Alex
Alex

Reputation: 159

Simple tests for seasonality in Python

I've been trying to find a way to iterate over multiple time series (for a key that is "customer") and return for each time series a simple yes/no of whether it has a solid seasonal component.

I know there's a relatively new library in R for this (seastests) - is there something in Python I can use without plotting each time series?

Upvotes: 2

Views: 2147

Answers (1)

Irene
Irene

Reputation: 111

I know this is old but I've just faced a similar problem.

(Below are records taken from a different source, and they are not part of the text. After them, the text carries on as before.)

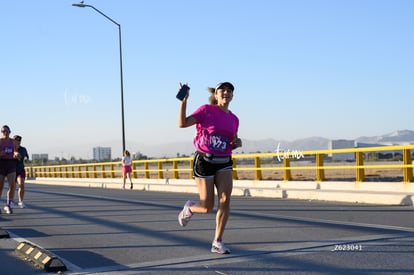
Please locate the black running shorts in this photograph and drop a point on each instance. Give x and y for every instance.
(204, 167)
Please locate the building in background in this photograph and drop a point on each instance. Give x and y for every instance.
(102, 153)
(342, 144)
(41, 157)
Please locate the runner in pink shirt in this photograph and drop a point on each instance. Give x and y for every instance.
(215, 139)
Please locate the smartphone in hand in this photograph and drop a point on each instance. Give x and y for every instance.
(182, 92)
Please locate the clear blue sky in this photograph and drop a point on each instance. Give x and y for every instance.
(336, 69)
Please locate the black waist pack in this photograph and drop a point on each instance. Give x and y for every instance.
(215, 159)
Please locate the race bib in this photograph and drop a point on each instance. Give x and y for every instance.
(218, 143)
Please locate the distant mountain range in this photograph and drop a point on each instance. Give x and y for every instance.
(270, 145)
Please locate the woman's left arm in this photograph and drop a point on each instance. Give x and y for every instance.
(236, 142)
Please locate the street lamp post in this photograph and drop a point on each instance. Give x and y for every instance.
(81, 5)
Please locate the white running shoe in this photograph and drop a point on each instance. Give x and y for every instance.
(7, 209)
(219, 247)
(185, 214)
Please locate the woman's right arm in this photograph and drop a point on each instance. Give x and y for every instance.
(183, 120)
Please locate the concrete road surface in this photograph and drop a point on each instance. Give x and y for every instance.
(107, 231)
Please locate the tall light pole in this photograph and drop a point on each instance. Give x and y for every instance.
(81, 5)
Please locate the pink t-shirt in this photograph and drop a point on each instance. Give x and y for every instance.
(7, 147)
(215, 130)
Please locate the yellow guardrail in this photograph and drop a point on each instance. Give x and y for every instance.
(252, 166)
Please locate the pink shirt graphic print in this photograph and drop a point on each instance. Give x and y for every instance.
(215, 130)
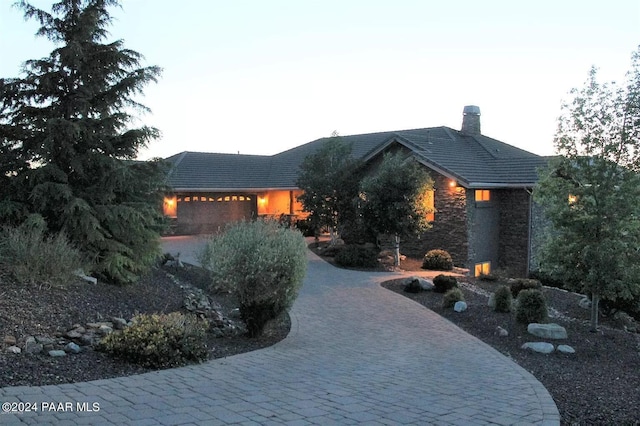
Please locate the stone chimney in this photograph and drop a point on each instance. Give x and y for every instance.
(471, 120)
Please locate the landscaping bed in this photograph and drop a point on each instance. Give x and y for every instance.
(599, 384)
(43, 310)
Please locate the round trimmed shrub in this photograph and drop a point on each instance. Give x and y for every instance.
(437, 260)
(357, 257)
(503, 299)
(263, 264)
(160, 341)
(442, 283)
(451, 297)
(531, 307)
(519, 284)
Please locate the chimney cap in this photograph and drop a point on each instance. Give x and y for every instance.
(471, 109)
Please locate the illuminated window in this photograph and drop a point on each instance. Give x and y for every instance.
(429, 204)
(483, 268)
(483, 195)
(170, 206)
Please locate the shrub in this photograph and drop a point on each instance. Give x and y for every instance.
(262, 264)
(438, 260)
(503, 299)
(442, 283)
(413, 286)
(531, 307)
(357, 257)
(451, 297)
(30, 256)
(160, 341)
(519, 284)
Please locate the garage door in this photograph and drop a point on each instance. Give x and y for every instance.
(209, 213)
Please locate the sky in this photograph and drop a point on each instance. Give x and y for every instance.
(261, 77)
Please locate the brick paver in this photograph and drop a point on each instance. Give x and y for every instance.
(356, 354)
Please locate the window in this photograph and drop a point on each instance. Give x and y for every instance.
(483, 268)
(429, 204)
(483, 195)
(170, 206)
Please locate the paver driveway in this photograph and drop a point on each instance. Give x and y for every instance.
(356, 354)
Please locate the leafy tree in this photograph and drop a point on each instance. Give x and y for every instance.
(394, 198)
(591, 193)
(67, 143)
(330, 182)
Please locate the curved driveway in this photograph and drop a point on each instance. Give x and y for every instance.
(356, 354)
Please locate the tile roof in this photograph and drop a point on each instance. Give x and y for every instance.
(473, 160)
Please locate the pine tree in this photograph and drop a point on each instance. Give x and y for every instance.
(591, 194)
(67, 144)
(394, 198)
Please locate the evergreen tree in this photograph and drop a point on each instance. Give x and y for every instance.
(591, 193)
(67, 144)
(329, 179)
(394, 198)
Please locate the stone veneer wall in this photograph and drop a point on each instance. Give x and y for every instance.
(449, 231)
(514, 230)
(540, 228)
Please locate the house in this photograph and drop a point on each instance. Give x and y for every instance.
(482, 194)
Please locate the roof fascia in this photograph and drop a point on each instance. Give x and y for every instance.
(187, 189)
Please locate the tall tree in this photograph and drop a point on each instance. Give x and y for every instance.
(67, 144)
(591, 193)
(394, 198)
(329, 182)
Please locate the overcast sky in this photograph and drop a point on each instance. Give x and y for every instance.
(259, 77)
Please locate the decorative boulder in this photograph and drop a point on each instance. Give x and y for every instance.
(628, 323)
(460, 306)
(566, 349)
(540, 347)
(501, 332)
(72, 347)
(31, 346)
(14, 350)
(547, 331)
(585, 303)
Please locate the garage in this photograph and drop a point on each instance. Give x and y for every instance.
(208, 213)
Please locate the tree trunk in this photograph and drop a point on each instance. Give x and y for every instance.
(595, 301)
(396, 251)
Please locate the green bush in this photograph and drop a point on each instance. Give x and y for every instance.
(160, 341)
(30, 256)
(503, 299)
(451, 297)
(442, 283)
(262, 264)
(437, 260)
(519, 284)
(357, 257)
(531, 307)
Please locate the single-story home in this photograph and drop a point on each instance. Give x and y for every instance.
(482, 198)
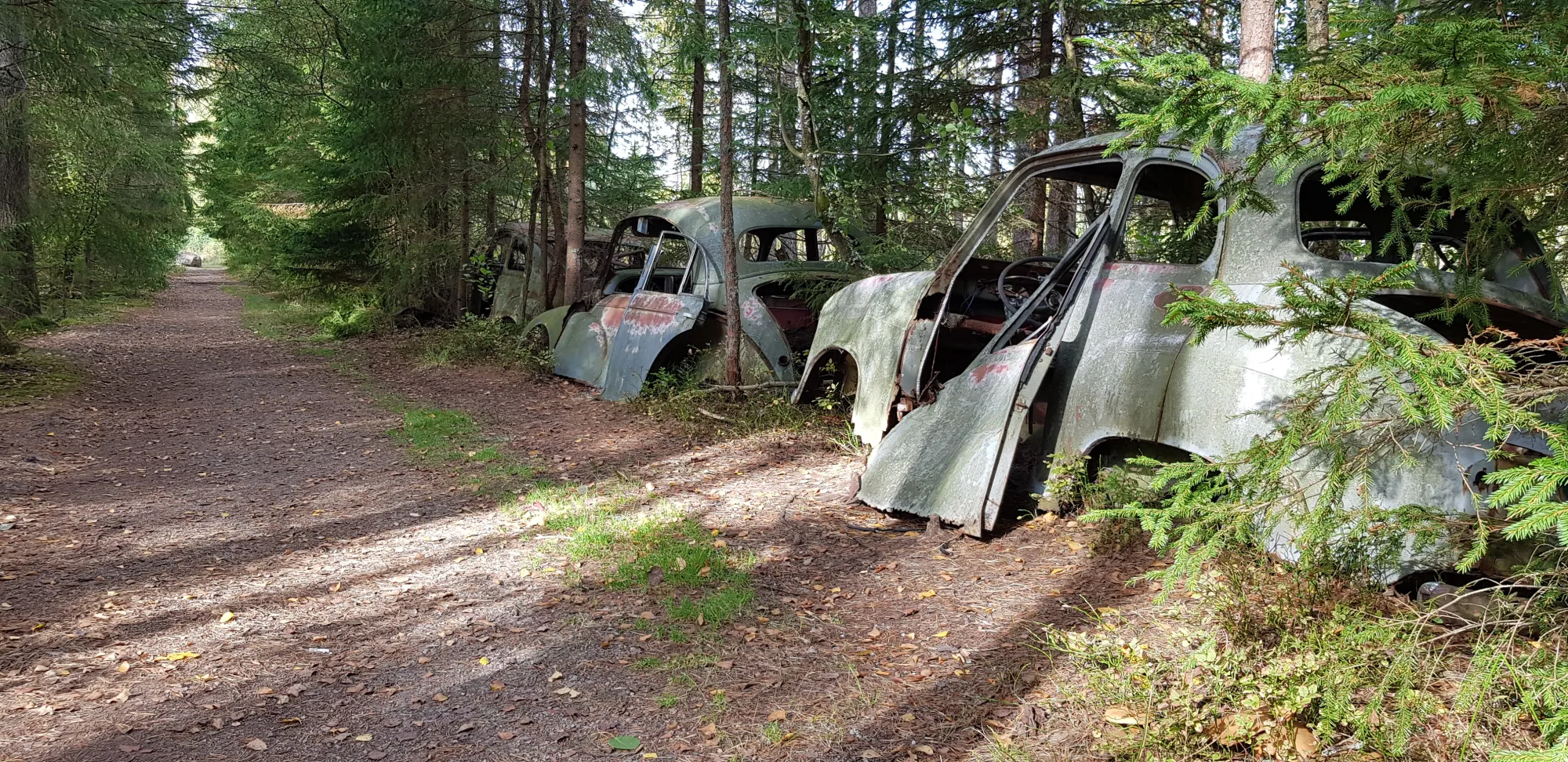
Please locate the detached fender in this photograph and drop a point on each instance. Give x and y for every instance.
(1229, 390)
(869, 321)
(551, 322)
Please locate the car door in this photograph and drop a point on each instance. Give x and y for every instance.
(951, 459)
(650, 319)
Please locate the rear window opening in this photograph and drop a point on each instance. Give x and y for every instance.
(793, 314)
(1047, 216)
(788, 245)
(1367, 233)
(1426, 308)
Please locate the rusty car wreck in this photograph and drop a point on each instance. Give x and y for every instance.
(1017, 347)
(661, 302)
(523, 278)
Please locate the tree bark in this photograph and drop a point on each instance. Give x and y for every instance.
(1258, 18)
(888, 123)
(1316, 24)
(578, 153)
(699, 101)
(1062, 225)
(727, 200)
(18, 263)
(1036, 101)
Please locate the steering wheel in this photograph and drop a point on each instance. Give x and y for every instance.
(1012, 305)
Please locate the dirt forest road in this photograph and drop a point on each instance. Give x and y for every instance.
(214, 551)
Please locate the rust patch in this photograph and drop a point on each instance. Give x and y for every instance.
(987, 371)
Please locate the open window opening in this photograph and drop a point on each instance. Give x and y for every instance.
(788, 245)
(1045, 217)
(1367, 233)
(1167, 201)
(793, 314)
(670, 264)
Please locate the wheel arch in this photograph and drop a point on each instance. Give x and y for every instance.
(816, 379)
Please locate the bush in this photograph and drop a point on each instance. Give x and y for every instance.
(479, 341)
(349, 322)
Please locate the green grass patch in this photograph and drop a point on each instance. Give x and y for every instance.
(278, 318)
(702, 584)
(79, 313)
(32, 377)
(1258, 667)
(446, 438)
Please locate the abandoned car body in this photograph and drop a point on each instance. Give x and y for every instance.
(1015, 346)
(666, 308)
(523, 281)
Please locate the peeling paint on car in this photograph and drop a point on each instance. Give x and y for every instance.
(1117, 372)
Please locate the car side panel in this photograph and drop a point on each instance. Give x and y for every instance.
(869, 321)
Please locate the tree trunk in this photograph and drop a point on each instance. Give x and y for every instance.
(727, 200)
(1036, 101)
(18, 263)
(1062, 227)
(559, 222)
(1316, 24)
(888, 123)
(1258, 18)
(699, 101)
(578, 153)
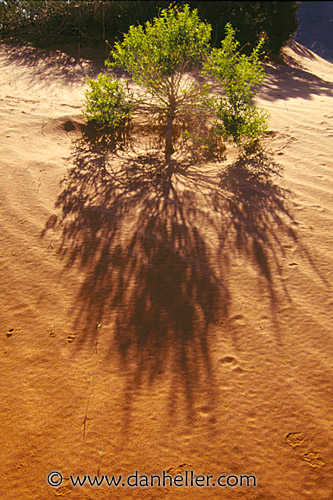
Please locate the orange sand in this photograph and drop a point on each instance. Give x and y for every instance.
(152, 323)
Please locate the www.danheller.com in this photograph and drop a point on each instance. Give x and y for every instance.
(137, 480)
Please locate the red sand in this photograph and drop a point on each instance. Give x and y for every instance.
(151, 325)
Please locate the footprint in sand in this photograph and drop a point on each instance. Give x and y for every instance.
(313, 459)
(180, 469)
(11, 332)
(295, 439)
(71, 337)
(231, 362)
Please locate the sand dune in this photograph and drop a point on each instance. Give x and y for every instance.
(152, 323)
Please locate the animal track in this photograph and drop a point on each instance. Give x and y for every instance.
(295, 438)
(11, 332)
(180, 469)
(227, 360)
(313, 459)
(71, 337)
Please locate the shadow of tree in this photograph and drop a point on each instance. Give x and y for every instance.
(154, 242)
(48, 65)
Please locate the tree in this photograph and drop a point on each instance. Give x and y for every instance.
(240, 77)
(158, 55)
(165, 57)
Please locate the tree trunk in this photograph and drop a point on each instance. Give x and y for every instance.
(168, 138)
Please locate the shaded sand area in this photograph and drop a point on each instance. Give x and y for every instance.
(164, 322)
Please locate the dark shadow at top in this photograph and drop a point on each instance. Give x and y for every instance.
(154, 242)
(49, 65)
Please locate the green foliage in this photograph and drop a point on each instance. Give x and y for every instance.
(240, 77)
(158, 55)
(91, 22)
(164, 57)
(108, 103)
(172, 42)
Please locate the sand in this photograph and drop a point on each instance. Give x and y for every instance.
(152, 323)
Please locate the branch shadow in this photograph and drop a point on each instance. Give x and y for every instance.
(154, 242)
(48, 65)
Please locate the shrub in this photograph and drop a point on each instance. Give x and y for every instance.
(158, 54)
(164, 57)
(108, 103)
(240, 77)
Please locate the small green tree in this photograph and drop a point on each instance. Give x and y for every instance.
(108, 103)
(163, 57)
(158, 55)
(240, 77)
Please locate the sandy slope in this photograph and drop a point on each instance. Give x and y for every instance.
(151, 324)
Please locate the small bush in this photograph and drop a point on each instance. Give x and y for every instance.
(166, 57)
(108, 103)
(240, 77)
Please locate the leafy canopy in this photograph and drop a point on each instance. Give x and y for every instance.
(240, 77)
(175, 41)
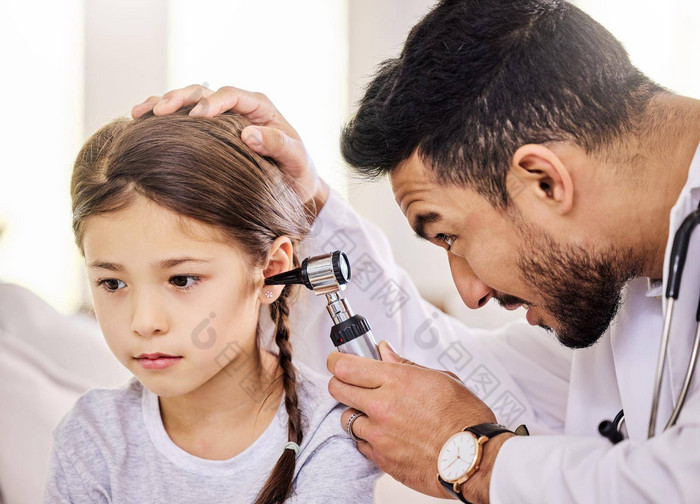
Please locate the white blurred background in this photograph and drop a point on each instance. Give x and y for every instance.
(68, 67)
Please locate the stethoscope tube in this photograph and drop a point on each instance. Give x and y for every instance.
(679, 252)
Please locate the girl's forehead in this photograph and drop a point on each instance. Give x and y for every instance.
(145, 228)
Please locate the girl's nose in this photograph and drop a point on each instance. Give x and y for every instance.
(148, 319)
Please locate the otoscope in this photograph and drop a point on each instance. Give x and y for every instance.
(329, 274)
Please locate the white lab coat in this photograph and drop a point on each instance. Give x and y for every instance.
(526, 376)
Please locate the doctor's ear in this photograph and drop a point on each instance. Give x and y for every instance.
(279, 259)
(538, 176)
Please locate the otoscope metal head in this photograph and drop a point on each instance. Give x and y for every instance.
(322, 274)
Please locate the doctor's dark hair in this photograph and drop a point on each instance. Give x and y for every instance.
(476, 79)
(201, 169)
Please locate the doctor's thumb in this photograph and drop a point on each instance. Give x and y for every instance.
(389, 354)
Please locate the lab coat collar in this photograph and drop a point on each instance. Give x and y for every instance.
(636, 332)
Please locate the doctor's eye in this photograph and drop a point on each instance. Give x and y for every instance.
(182, 282)
(110, 285)
(448, 239)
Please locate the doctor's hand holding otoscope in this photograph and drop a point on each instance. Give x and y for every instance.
(329, 274)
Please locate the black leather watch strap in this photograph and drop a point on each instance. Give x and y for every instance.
(488, 429)
(449, 487)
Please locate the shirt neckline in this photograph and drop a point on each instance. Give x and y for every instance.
(161, 440)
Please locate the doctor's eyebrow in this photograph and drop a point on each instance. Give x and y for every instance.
(164, 264)
(422, 221)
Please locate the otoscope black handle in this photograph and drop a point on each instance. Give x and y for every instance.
(354, 336)
(679, 251)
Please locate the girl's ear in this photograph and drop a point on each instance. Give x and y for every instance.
(279, 259)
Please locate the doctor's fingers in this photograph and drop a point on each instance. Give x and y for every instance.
(172, 101)
(364, 372)
(289, 154)
(255, 106)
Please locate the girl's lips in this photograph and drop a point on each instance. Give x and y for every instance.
(159, 363)
(155, 355)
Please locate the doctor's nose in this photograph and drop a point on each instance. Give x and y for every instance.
(472, 290)
(148, 318)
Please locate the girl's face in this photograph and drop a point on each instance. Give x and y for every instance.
(160, 287)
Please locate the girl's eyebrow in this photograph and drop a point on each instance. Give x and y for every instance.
(164, 264)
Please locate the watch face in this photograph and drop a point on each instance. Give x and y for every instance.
(457, 456)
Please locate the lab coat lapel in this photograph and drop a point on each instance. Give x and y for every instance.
(683, 325)
(636, 335)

I'd suggest to use SARIMAX Model for seasonal decomposition of the data series for each customer and then calculate and use the seasonality parameters p,d,q (P: Seasonal Autoregressive order - D: Seasonal difference order - Q: Seasonal moving average order) to determine if the series is seasonal. If those parameters are = 0, for minimum AIC we can assume the series is not seasonal (y_ds is the series data values):

#customize data as per problem needs - in my case I have ds as date, customer_id and y as series values
data = pd.DataFrame({'ds': pd.to_datetime(data.ds), 'customer_id' : data['customer_id'], 'y' : data['y']})
data.set_index('ds', inplace=True)
customers = data['customer_id'].unique()

  for i in range(len(customers)):

        datai = data.loc[data['customer_id'] == customers[i]]
        datai['log_y'] = np.log(datai['y'])
        y_ds = datai['log_y'].resample('MS').mean()
        y_ds = y_ds.fillna(0)

        p = d = q = range(0, 2)
        pdq = list(itertools.product(p, d, q))
        seasonal_pdq = [(x[0], x[1], x[2], 12) for x in list(itertools.product(p, d, q))]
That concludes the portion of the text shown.